The stock market dip, inflation rate and the exchange rate are all connected. The US dollar is becoming more expensive relative to the Korean won because investors are exiting South Korea’s declining asset market, changing their won-denominated assets into dollars. Weaker won makes imports - particularly petroleum - more expensive, feeding inflation. The US dollar reserve of South Korea’s central bank is declining rapidly, from USD 463b at the end of 2021 to 448b at the end of May 2022 as the Bank of Korea 한국은행 has attempted to keep the exchange rate from spiraling out of control.

To combat the won’s deterioration without exhausting its dollar reserve, South Korea could further raise the benchmark interest rate, which would reduce liquidity in the economy while slowing the outflow of capital by making South Korea’s bonds more attractive. But raising the interest rate will almost certainly destroy the real estate market, much of which is supported by variable interest loans.
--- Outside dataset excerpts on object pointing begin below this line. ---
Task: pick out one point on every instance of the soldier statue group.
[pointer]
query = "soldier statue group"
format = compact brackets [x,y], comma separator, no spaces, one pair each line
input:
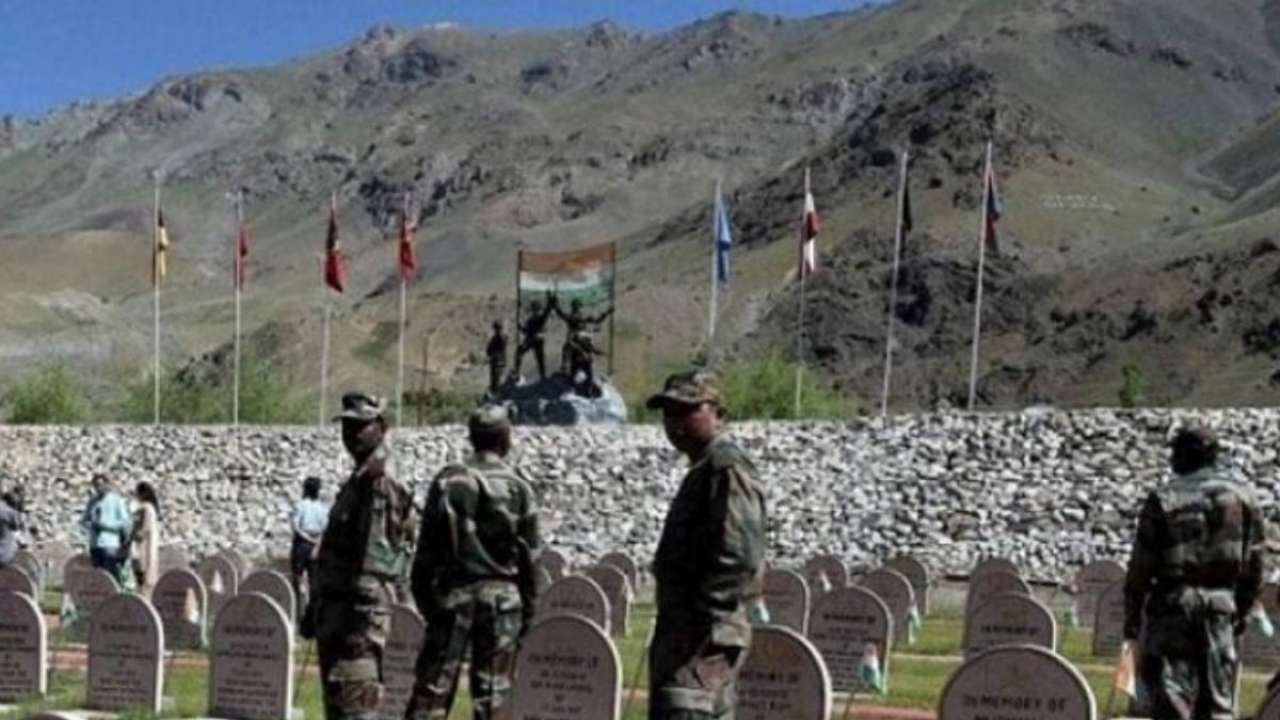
[577,354]
[1194,574]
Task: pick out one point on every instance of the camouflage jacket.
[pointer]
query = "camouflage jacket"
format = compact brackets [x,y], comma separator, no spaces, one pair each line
[1200,531]
[369,533]
[480,523]
[709,560]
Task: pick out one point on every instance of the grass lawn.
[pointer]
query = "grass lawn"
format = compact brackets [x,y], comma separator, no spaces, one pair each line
[917,674]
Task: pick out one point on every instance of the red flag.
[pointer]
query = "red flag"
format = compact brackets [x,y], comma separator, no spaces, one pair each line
[407,256]
[241,255]
[334,264]
[809,228]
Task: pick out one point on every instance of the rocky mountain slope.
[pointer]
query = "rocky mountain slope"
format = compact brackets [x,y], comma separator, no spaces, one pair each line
[1133,144]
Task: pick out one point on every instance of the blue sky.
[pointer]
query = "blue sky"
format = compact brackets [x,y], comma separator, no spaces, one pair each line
[53,51]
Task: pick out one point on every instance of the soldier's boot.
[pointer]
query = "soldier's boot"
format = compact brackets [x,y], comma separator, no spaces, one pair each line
[493,651]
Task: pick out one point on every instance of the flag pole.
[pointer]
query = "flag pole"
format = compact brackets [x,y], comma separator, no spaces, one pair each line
[400,365]
[892,295]
[982,259]
[155,288]
[800,318]
[711,319]
[238,268]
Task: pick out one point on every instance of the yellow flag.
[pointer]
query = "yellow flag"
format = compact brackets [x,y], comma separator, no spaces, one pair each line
[159,251]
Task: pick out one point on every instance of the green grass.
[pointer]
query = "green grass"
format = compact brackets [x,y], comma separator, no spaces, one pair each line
[917,674]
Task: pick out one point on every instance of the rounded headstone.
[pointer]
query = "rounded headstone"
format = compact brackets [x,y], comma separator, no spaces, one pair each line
[273,586]
[626,564]
[579,596]
[1256,648]
[1089,582]
[400,660]
[16,579]
[918,575]
[895,589]
[1109,621]
[786,596]
[23,648]
[842,624]
[617,591]
[990,584]
[554,563]
[784,677]
[181,601]
[126,655]
[1009,619]
[824,566]
[86,591]
[1016,682]
[568,670]
[251,660]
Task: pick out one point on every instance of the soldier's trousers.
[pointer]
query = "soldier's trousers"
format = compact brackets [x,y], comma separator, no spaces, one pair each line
[690,678]
[487,616]
[350,639]
[1189,661]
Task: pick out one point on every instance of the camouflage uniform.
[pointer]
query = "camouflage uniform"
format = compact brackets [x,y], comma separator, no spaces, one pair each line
[1196,572]
[708,570]
[362,554]
[474,579]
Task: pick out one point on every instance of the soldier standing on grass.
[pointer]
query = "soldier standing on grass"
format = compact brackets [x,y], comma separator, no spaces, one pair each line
[1194,574]
[709,559]
[362,555]
[474,575]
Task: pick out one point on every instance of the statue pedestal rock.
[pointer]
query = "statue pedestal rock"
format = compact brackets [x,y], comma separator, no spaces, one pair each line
[557,401]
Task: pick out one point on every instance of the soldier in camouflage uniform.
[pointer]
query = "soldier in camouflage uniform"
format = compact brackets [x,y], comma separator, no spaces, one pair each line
[1194,574]
[709,560]
[474,575]
[362,552]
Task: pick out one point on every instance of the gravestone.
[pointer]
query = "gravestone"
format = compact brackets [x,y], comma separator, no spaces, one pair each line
[556,564]
[824,566]
[576,595]
[86,591]
[181,601]
[1257,648]
[918,575]
[895,589]
[625,563]
[23,645]
[222,582]
[1009,619]
[1016,683]
[1109,621]
[173,557]
[842,624]
[16,579]
[786,595]
[126,655]
[400,657]
[568,670]
[990,584]
[273,586]
[617,591]
[993,565]
[251,660]
[1089,583]
[784,678]
[32,566]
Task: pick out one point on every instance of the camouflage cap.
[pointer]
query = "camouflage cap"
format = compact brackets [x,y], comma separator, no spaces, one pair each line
[361,406]
[691,387]
[490,417]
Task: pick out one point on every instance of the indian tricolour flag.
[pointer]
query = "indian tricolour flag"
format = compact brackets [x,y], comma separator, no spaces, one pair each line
[574,274]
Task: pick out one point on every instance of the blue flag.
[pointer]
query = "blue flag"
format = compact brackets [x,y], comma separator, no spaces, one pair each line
[723,238]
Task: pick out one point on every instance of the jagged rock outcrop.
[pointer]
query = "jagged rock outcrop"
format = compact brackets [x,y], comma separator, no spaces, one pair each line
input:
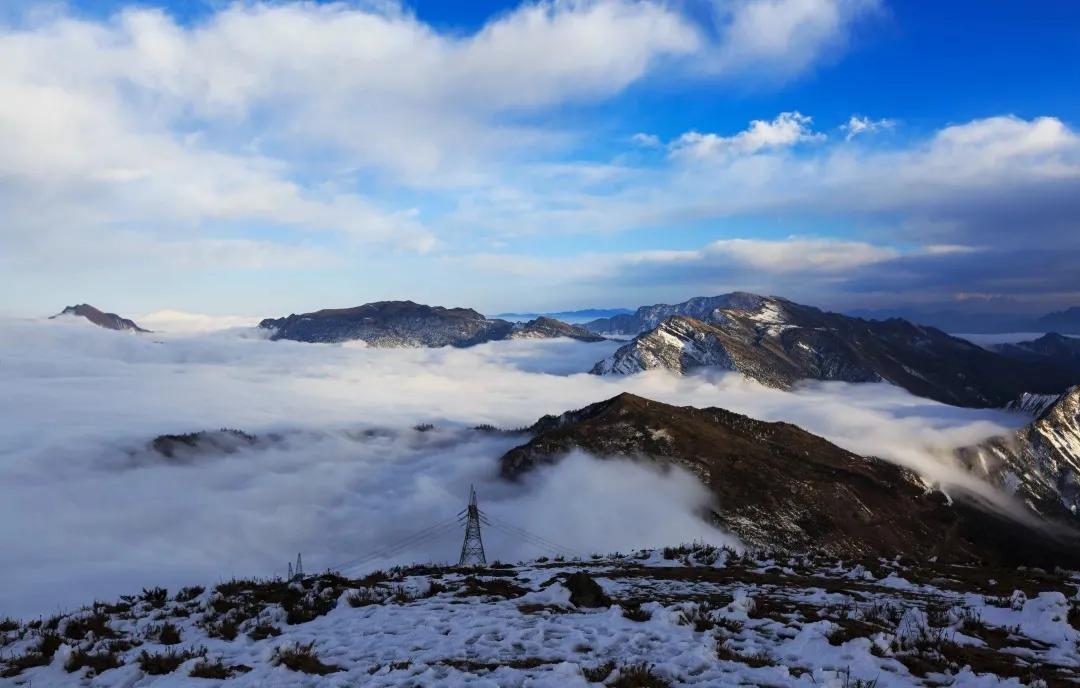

For President Yoon Suk-yeol 윤석열 대통령, who was elected on the back of real estate grievances, that decision may be costly. (See previous coverage, “The Real Estate Election.”) For now, the Yoon administration is relying on heavy-handed tactics to keep the interest rate low for consumers even as the Bank of Korea is forced to raise the benchmark interest rate. Lee Bok-hyeon 이복현, a former prosecutor who was recently appointed to be the first head of the Financial Supervisory Service 금융감독원 without ever having worked for the agency, criticized the banks for “pursuing excessive profit.” The banks quickly fell in line, lowering the consumer loan interest rate by around half a point across the board.